Ottrau is a municipality in the Schwalm-Eder-Kreis in Hesse, Germany.

Geography
Ottrau lies about 10 km northeast of Alsfeld.

Constituent communities
The community of Ottrau is made up of six constituent communities:
 Ottrau:           730 inhabitants
 Immichenhain:     605 inhabitants
 Weißenborn:       377 inhabitants
 Görzhain:         374 inhabitants
 Schorbach:        348 inhabitants
 Kleinropperhausen: 64 inhabitants

History
The constituent community of Weißenborn had its first documentary mention in 1307 under the name Wisenburn.
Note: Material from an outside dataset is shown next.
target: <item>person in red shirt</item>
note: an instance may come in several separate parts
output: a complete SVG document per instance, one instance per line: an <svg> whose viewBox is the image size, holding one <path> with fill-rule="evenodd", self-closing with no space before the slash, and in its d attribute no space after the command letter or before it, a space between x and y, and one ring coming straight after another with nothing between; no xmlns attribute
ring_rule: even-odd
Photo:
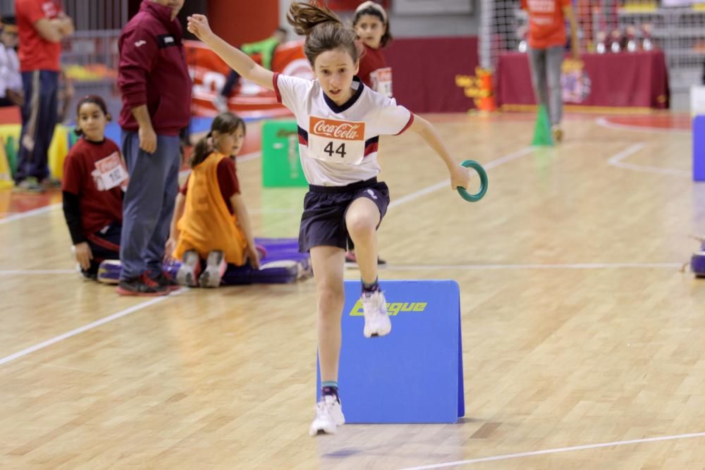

It was later also named Wiesenbrunn and the name that it has today comes from that.

Amalgamations
The Greater Community of Ottrau has consisted since Hesse's municipal reform in 1972 of the six formerly independent communities of Ottrau, Immichenhain, Weißenborn, Görzhain, Schorbach und Kleinropperhausen.

Politics

Municipal council

Ottrau's municipal council is made up of 15 councillors.
CDU 6 seats
SPD 4 seats
FWG (citizens' coalition) 3 seats
UWG (citizens' coalition) 2 seats
(As of municipal elections held on 26 March 2006)

Town partnership
  Drávafok, Hungary

Personalities

Honorary citizen
Dr. Wilhelm Schäfer, poet and writer, became an honorary citizen on the occasion of his 70th birthday in 1938. Ottrau's primary school is also named after him.